I will say if you don't journal. You should journal. In your mind if you just nodded your head and mini-rolled your eyes and thought I know I know, I can tell you won't but here is the thing. I journal here on this blog and don't publish so for fun I went and read the unpublished journals here since my last real post and it was illuminating... imagine being internally illuminated. Its like it shines a light on and neatly clarifies you to yourself. Its a calming, GROUNDING, reassuring experience for me. I think for everyone.
SO today, the log will will be not so much the activities of the day (althought that was cleaning the house, cooking, working and taking care of a sick 5th grade girl who really is a champ about it but feels pretty rotten) - but a log of the thoughts of the day.
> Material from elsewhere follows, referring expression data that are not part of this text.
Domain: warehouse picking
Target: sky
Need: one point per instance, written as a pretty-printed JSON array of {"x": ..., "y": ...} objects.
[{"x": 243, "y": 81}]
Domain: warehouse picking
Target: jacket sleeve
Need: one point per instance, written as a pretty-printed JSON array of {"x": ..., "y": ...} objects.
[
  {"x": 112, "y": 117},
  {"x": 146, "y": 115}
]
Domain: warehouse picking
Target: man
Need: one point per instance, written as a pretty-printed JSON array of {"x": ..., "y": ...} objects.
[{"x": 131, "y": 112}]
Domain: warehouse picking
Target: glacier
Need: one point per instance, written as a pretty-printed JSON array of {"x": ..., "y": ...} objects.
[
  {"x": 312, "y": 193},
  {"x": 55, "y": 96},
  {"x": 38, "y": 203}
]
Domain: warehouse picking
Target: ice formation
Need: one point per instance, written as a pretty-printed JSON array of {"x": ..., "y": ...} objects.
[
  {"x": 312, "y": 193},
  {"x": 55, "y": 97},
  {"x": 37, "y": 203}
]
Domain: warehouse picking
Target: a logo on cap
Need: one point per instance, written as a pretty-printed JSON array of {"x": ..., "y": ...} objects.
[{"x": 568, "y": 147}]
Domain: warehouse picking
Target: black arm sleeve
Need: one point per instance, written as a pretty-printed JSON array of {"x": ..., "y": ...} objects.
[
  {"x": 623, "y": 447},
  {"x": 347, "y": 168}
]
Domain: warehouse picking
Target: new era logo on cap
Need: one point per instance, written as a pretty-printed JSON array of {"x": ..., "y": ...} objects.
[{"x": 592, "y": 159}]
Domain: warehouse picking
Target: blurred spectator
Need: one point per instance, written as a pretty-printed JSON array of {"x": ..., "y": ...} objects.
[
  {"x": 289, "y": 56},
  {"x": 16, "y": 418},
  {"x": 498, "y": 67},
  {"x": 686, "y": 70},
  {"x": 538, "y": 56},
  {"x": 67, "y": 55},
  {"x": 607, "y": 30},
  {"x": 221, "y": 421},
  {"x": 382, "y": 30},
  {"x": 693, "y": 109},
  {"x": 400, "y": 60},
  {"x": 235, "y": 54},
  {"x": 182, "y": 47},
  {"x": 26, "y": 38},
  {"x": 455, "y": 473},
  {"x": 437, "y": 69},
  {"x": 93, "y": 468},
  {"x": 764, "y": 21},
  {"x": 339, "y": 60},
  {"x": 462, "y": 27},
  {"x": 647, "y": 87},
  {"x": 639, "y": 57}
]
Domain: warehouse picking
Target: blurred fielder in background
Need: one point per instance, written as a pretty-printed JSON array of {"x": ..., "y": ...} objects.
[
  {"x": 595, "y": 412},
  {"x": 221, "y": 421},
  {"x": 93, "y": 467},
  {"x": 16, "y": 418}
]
For a LOOONG time to me, its felt like limbo. Im no longer running from the bear that would eat me if I didn't prove myself. If I wasn't successful. If I didn't achieve. And its not a bad place, but its a new one and Im a little fish-out-of-water. Its a new skill to have space.
It means time and energy freed up. So what do I do. Well for one, I become a lazier, funnier (I think) version of myself. And Im all about home-making again. And not decorating. Like cleaning the house and making homemade cleaners and making dinners and menus every night. I don't even know what that is about but maybe its about taking care of people and slowing down to speed up.
Lots more I can say about literally changing my identity from something I took from an idea to a "thing"...didn't build on or anyone. And so it was kinda like what I think leaving one body behind and jumping in a new body feels like. I've been literally figuring out this new person I am.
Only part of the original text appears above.